Guess what? You still bleed out.
We’re watching an underlying momentum of contraction. Picture a falling tree in a slow accelerating fall arc, gathering speed and kinetic energy as it goes down. The stimulus didn’t alter its trajectory much in 2009, because by the time massive stimulus was applied, the ‘tree’ already needed 3 to 4 times more equal but opposite kinetic energy (and some) to reverse the fall and prop it up vertical, than was actually available. You got a deflected shove upwards, better than nothing, but the tree did not rebalance, it remained very out of balance, and the tendency to fall immediately resumed. i.e. previously unimaginable levels of stimulus were nowhere near enough.

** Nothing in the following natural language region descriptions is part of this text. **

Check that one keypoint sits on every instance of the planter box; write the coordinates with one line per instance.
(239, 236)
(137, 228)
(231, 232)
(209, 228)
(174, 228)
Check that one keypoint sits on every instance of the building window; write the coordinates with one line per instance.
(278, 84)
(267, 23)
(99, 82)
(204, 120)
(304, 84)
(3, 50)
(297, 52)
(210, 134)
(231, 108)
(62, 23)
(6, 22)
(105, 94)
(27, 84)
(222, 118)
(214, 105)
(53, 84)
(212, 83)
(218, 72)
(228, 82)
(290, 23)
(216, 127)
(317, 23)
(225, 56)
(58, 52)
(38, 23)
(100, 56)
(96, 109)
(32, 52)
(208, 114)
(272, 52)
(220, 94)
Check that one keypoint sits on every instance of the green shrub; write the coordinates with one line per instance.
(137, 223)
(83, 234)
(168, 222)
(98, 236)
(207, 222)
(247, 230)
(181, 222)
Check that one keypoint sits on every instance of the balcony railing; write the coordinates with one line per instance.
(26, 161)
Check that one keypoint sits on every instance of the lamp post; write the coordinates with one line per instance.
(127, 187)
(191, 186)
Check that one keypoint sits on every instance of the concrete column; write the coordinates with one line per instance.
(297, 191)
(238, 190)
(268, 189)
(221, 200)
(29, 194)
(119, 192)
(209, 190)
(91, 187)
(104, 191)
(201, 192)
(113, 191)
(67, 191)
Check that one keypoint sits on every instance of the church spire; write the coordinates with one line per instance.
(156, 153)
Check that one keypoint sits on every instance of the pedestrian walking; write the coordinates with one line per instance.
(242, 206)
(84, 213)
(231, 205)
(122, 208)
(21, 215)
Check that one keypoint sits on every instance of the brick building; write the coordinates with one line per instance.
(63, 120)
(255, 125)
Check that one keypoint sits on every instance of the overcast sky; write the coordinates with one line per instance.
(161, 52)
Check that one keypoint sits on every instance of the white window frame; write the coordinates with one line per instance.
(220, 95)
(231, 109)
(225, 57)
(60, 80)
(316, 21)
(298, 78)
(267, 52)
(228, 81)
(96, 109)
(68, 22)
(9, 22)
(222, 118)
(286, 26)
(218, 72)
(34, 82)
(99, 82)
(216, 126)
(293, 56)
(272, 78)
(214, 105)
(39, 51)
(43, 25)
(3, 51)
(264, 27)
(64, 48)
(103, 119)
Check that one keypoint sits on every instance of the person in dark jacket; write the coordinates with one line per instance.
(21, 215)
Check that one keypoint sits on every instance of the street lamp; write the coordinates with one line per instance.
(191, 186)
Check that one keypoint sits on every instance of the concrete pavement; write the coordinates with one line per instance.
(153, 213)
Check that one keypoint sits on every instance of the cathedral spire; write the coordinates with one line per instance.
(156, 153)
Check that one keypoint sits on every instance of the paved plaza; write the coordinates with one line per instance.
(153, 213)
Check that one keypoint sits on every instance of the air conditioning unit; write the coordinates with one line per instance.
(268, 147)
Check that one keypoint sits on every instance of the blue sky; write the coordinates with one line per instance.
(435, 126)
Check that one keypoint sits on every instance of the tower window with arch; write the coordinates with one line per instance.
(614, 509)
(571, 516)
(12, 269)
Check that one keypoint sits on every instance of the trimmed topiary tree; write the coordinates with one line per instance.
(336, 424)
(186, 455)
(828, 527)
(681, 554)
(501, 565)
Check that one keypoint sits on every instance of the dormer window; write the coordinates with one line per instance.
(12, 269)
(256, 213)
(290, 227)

Ordinarily, you would never give up, because you really can succeed in very bleak or ‘hopeless’ situations more often than you might expect. But when you’re dealing with a non-linear change, you literally can’t impact it much, because by the time you respond, what is then required is more than you thought you would need. We are looking at (mass x velocity) squared. So a tree builds up energy faster than you can counter it, unless you catch it very early. The economy simply wants to go into negative growth and it can do this longer and faster than either currency or politics can combat it. The economic giant-redwood is way out of balance, and you can’t do enough quickly enough to rebalance it, because its been toppling un-noticed for about 6 years. During late-2009 we entered the phase where all that’s left is to get out of the way.
According to CMI data the economy was coming down fast precisely when it should have been going up fast. The formal QTR4 2009 GDP figure was already way behind events. This told me it is not going to stop, it’s already coming down, the contraction momentum is far too much for the US to stop it and it’s way ahead of policy makers. They won’t sufficiently fiscal stimulate even if politically they could, because you now can’t do enough fast enough to make any difference. It was possible to catch the tree in 2006 and maybe still in 2007, but in 2010? – NO.
The contraction momentum had already won in H2 2009. In real world practical terms we are about 4 years too late to catch it (to avoid creating a huge bubble).